As far as Roswell is concerned, the debate is stalemated. There are problems with everybody's case, whether it's Roswell as ET spacecraft or Roswell or Mogul balloon. The problem stems from the fact that the event, which everyone agrees occurred, happened 50 years ago, and the investigation did not begin until 30 years later. By this time, memories had dimmed, people who had potentially relevant information were dead or unlocatable. We are reconstructing a story which, to start with, was shrouded in secrecy. A story that was neglected for three decades, and that, in many ways, was less than competently investigated by some, and that now is argued by two sides that have set their positions in concrete.
MsgId: *high_strangeness(25)
Date: Tue Jun 24 22:45:08 EDT 1997
From: Dennis At: 206.127.4.51

In chess when you're stalemated, you simply start another game. What happens here? Is ufology moving the black or the white pieces?
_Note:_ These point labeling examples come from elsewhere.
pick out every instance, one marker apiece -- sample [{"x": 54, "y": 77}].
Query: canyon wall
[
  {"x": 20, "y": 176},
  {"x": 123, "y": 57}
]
And if so, what's their first move?
MsgId: *high_strangeness(26)
Date: Tue Jun 24 22:47:15 EDT 1997
From: Jerry_Clark At: 206.102.141.132

I think we must wait for some new development, probably over which we have no control. Somebody comes forward, documents appear, an artifact surfaces. It's going to take something like that. The debate to me seems useless and hopeless.
MsgId: *high_strangeness(27)
Date: Tue Jun 24 22:50:20 EDT 1997
From: Dennis At: 206.127.4.51

But what about Roswell as far as the future is concerned? An albatross for the Air Force and a launch pad for would be ufologists?
MsgId: *high_strangeness(29)
Date: Tue Jun 24 22:51:15 EDT 1997
From: Jerry_Clark At: 206.102.141.132

I think ufology needs good investigative journalists as much as it needs scientists. As for the Air Force, I think it has made itself look foolish -- not the first time it's done that in the history of the UFO controversy.
MsgId: *high_strangeness(30)
Date: Tue Jun 24 22:53:29 EDT 1997
From: Dennis At: 206.127.4.51

Jerry, we mentioned that you had written a three-volume UFO encyclopedia. What's your next project?
MsgId: *high_strangeness(31)
Date: Tue Jun 24 22:55:10 EDT 1997
From: Jerry_Clark At: 206.102.141.132

The second edition of The UFO Encyclopedia, in two volumes, updated, expanded, revised, appears this fall. It will be over 1 million words long and covers every aspect -- scientific, social, official -- of the UFO controversy over the past two centuries and beyond. An abridged trade paperback, titled The UFO Book, comes out in September from Visible Ink Press.
MsgId: *high_strangeness(32)
Date: Tue Jun 24 22:57:44 EDT 1997
From: Dennis At: 206.127.4.51

Jerry, we look forward to seeing that and we thank you for taking time to speak with us tonight. Good night!
MsgId: *high_strangeness(33)
Date: Tue Jun 24 22:58:18 EDT 1997
From: Jerry_Clark At: 206.102.141.132

Thanks a lot, Dennis. It's been fun, and I hope one day we can do this again.